I bought a corner kit to vent a F & P dryer to the outside wall on its left.
It was, admittedly, somewhat expensive for what it is and I still have a few bits of rectangular plastic duct left over, if you wish to use them.  I also have a long length of circular expanding flexible tubing for connecting through the wall to the outside louvers - I used only about 150 mm.
This expanding ducting is admittedly NOT fire-proof BUT there is only 150 mm used and it is well away from the dryer itself, has not had any problems and only a very small amount of lint has collected at the outlet vent louvers - not in the tubing - over the last four years.

----------


## OBBob

Thanks Frodo ... I might try to take a look. The duct I posted above is actually quite large,  so I'm reconsidering my options.

----------


## FrodoOne

> Thanks Frodo ... I might try to take a look. The duct I posted above is actually quite large,  so I'm reconsidering my options.

     What you posted is probably that intended for venting Range Hoods - which "Stockes" also have. 
 I have also used this (for that purpose), for venting a Range Hood, up through a wall cavity between the joists and then up through a roof - interconnecting via adapters and circular aluminium flexible ducting. (The house was undergoing extensive renovations so the plaster in the backing room could be cut and repaired.) 
I have also used it for venting another Range Hood horizontally along the top of a set of cupboards and out through a wall. 
 This is much less visible than a vertical pipe would have been between the top of these cupboards and the ceiling, since installing in the wall cavity would have been awkward in this latter case and there was limited space to work in the ceiling!  (Part of the latter ducting IS visible, but only from 3 metres or more away.  However, it is painted the same colour as the wall behind and is barely noticeable unless it is pointed out - and people 'never' look up!)

----------


## ChocDog

Good work lads. I was about to start tracking down rangehood ducting (smooth - not fluted) this week cause the supplier I was going to use (www.ezyvent.com.au/) seems to have gone under. Now I have a couple of mobs to look at. Cheers guys.

----------


## OBBob

> Good work lads. I was about to start tracking down rangehood ducting (smooth - not fluted) this week cause the supplier I was going to use (www.ezyvent.com.au/) seems to have gone under. Now I have a couple of mobs to look at. Cheers guys.

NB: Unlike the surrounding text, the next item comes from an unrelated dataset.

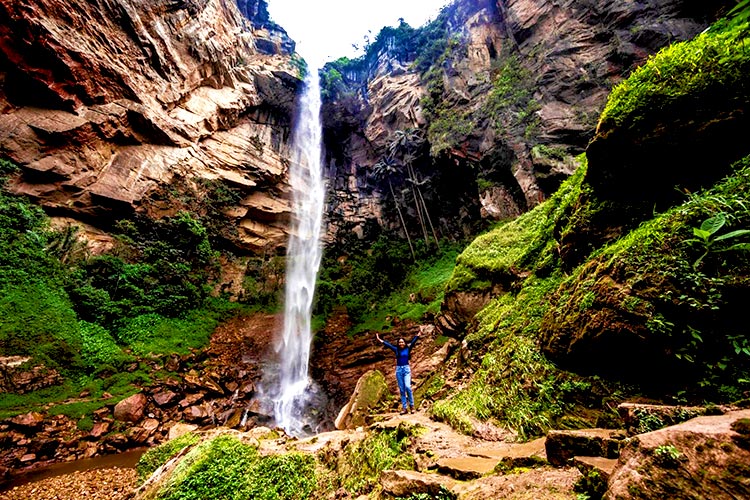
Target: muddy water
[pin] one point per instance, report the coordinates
(126, 460)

  Probably too late for you ChocDog ... but it didn't work out for my dryer for a variety of reasons. Anyway ... just got to the rangehood and went to Westaflex but (regardless of what they told me on the phone) they don't actually have any in stock and won't for months. Thus, I had to look around and found FanTech (they call it FlatPack duct) ... brilliant service ... I ordered at 9am this morning and received it a 1pm.  :Smilie:

----------


## ChocDog

Cheers mate. I ended up using the fluted stuff the carry everywhere (Bunnings, Reece, etc). Its no where near as quiet as I would have hoped, but needed a solution and to move on. Dont know whats going on with that Ezyvent mob.

----------